From Savannah, yeah, that is correct and what I was told my one of the crew members who was actually on your Chinook was that you guys were an hour behind this grouping of three Chinooks that were out in the front, and those three Chinooks out in the front came under fire and the middle one was hit.
And that’s the first I’ve heard of that. I did not think we were in trail by that far. I think that’s probably a good question for Tim [Ed.: Terpak, a retired soldier, was featured in the broadcast where Williams falsely claimed to be on the attacked Chinook], who I now learn witnessed the overflight. But I could not see in front of us and I thought we were just in one flotilla, for lack of a better word. That’s the first time I’ve heard that.
So, you are going to provide that explanation to these guys [posted last week on Facebook] that you had read to me —
Are you guys going to do anything on the air to kind of correct the record?
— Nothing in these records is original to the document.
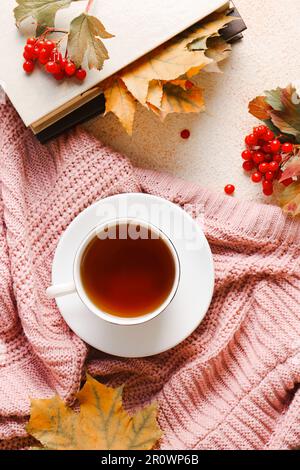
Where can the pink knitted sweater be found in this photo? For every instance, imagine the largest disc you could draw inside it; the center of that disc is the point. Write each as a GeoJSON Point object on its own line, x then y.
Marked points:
{"type": "Point", "coordinates": [233, 384]}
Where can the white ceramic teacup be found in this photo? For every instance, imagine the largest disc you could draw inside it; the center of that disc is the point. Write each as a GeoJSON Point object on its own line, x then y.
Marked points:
{"type": "Point", "coordinates": [76, 284]}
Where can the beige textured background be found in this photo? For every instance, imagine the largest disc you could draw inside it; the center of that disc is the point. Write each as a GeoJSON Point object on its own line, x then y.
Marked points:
{"type": "Point", "coordinates": [268, 56]}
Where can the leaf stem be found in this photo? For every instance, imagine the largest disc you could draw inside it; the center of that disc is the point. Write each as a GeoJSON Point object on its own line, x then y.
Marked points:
{"type": "Point", "coordinates": [89, 5]}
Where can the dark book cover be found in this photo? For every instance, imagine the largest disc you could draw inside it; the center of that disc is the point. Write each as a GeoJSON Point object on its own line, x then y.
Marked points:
{"type": "Point", "coordinates": [96, 106]}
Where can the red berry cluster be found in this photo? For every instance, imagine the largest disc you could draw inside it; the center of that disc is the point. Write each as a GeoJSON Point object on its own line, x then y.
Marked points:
{"type": "Point", "coordinates": [265, 154]}
{"type": "Point", "coordinates": [46, 53]}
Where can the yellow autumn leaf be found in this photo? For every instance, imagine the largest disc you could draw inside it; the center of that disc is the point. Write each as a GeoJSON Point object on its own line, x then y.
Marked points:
{"type": "Point", "coordinates": [166, 63]}
{"type": "Point", "coordinates": [120, 102]}
{"type": "Point", "coordinates": [211, 27]}
{"type": "Point", "coordinates": [100, 424]}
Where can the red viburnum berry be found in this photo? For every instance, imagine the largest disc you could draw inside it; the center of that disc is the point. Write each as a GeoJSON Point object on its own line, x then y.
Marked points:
{"type": "Point", "coordinates": [70, 69]}
{"type": "Point", "coordinates": [287, 147]}
{"type": "Point", "coordinates": [28, 66]}
{"type": "Point", "coordinates": [80, 74]}
{"type": "Point", "coordinates": [267, 188]}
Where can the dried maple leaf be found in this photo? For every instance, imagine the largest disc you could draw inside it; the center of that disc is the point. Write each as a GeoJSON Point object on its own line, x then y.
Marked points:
{"type": "Point", "coordinates": [260, 108]}
{"type": "Point", "coordinates": [43, 11]}
{"type": "Point", "coordinates": [84, 40]}
{"type": "Point", "coordinates": [155, 93]}
{"type": "Point", "coordinates": [120, 102]}
{"type": "Point", "coordinates": [100, 424]}
{"type": "Point", "coordinates": [217, 49]}
{"type": "Point", "coordinates": [148, 78]}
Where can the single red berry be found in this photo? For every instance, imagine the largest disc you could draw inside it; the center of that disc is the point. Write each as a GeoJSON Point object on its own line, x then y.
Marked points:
{"type": "Point", "coordinates": [268, 188]}
{"type": "Point", "coordinates": [277, 158]}
{"type": "Point", "coordinates": [248, 166]}
{"type": "Point", "coordinates": [41, 44]}
{"type": "Point", "coordinates": [273, 166]}
{"type": "Point", "coordinates": [287, 148]}
{"type": "Point", "coordinates": [185, 134]}
{"type": "Point", "coordinates": [262, 130]}
{"type": "Point", "coordinates": [263, 167]}
{"type": "Point", "coordinates": [59, 76]}
{"type": "Point", "coordinates": [256, 177]}
{"type": "Point", "coordinates": [81, 74]}
{"type": "Point", "coordinates": [269, 176]}
{"type": "Point", "coordinates": [49, 45]}
{"type": "Point", "coordinates": [36, 52]}
{"type": "Point", "coordinates": [258, 158]}
{"type": "Point", "coordinates": [288, 182]}
{"type": "Point", "coordinates": [63, 63]}
{"type": "Point", "coordinates": [43, 56]}
{"type": "Point", "coordinates": [275, 146]}
{"type": "Point", "coordinates": [247, 155]}
{"type": "Point", "coordinates": [53, 67]}
{"type": "Point", "coordinates": [268, 136]}
{"type": "Point", "coordinates": [31, 41]}
{"type": "Point", "coordinates": [229, 189]}
{"type": "Point", "coordinates": [28, 66]}
{"type": "Point", "coordinates": [268, 158]}
{"type": "Point", "coordinates": [189, 85]}
{"type": "Point", "coordinates": [29, 50]}
{"type": "Point", "coordinates": [70, 69]}
{"type": "Point", "coordinates": [251, 140]}
{"type": "Point", "coordinates": [27, 55]}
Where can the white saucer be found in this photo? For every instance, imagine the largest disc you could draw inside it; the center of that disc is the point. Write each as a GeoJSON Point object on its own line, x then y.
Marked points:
{"type": "Point", "coordinates": [190, 303]}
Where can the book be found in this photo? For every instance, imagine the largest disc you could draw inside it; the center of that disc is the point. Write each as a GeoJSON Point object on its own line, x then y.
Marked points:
{"type": "Point", "coordinates": [139, 27]}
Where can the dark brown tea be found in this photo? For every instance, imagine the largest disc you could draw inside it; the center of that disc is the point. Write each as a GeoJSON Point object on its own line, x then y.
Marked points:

I don’t know; I’ll talk to my boss. I am certainly willing. I did not, again … It’s very basic I would not have chosen to make this mistake. I don’t know what screwed up in my mind that caused me to conflate one aircraft from the other. The fact is, I remember three aircraft going down. I was on one of them. An additional aircraft aside from ours took an RPG through the rear housing above the ramp. And it was our first engagement of the war, a trip that eventually brought me to downtown Baghdad. And this is what I said to you earlier, my war experience in no way matches that of the professionals soldiers we were traveling with, and though we certainly had a variety of experiences from the airport road into Baghdad to Baghdad itself, after Col. Perkins led his thunder run. [Ed.: Col. David Perkins was commander of the 3rd Infantry Division’s 2nd Brigade.]
(Williams asks to go off the record, briefly, then goes back on the record.)
I just set out to call attention and honor a 23-year returning Army veteran with three Bronze stars, and all who serve with him and are still over there in uniform. I did not set out to in any way change the chronicle of what happened to us.
I know a lot of these guys are concerned about this reflecting on Terpak and I’m just wondering if you spoke with him. If you had a conversation about this.
Well, we’ve talked about what happened but not about any — there’s anger being expressed towards him?
No, the guys who I talked to today about you being on the aircraft that was hit were saying, ‘You know, we don’t want this to reflect badly on Terpak.’
That is my total goal here.
So, I am just wondering if you had discussed this with Terpak, this kind of controversy and what these guys have come out and said.
I have expressed my frustration that this is in some way going to take, going to soil what I attempted to do for him. Yes, I am very frustrated by this. Look, I deal with a lot of veterans groups and a lot of veterans. I’ve made it my business since we came back from OIF [Operation Iraqi Freedom] and because I didn’t serve myself — I’m the son of a U.S. Army captain in the World War II era — and I just, anything that takes attention away from him [Terpak], anything that ends up not honoring the veterans is a failure on my part. This is about honoring the people I saw over there. As I’ve said a million times publicly, [they are] the best team we’ve ever fielded.
Brian, again, thank you so much. Those are all the questions I have. Was there anything else you want to add?
No, I know it sounds outlandish. There is nothing else I can think of.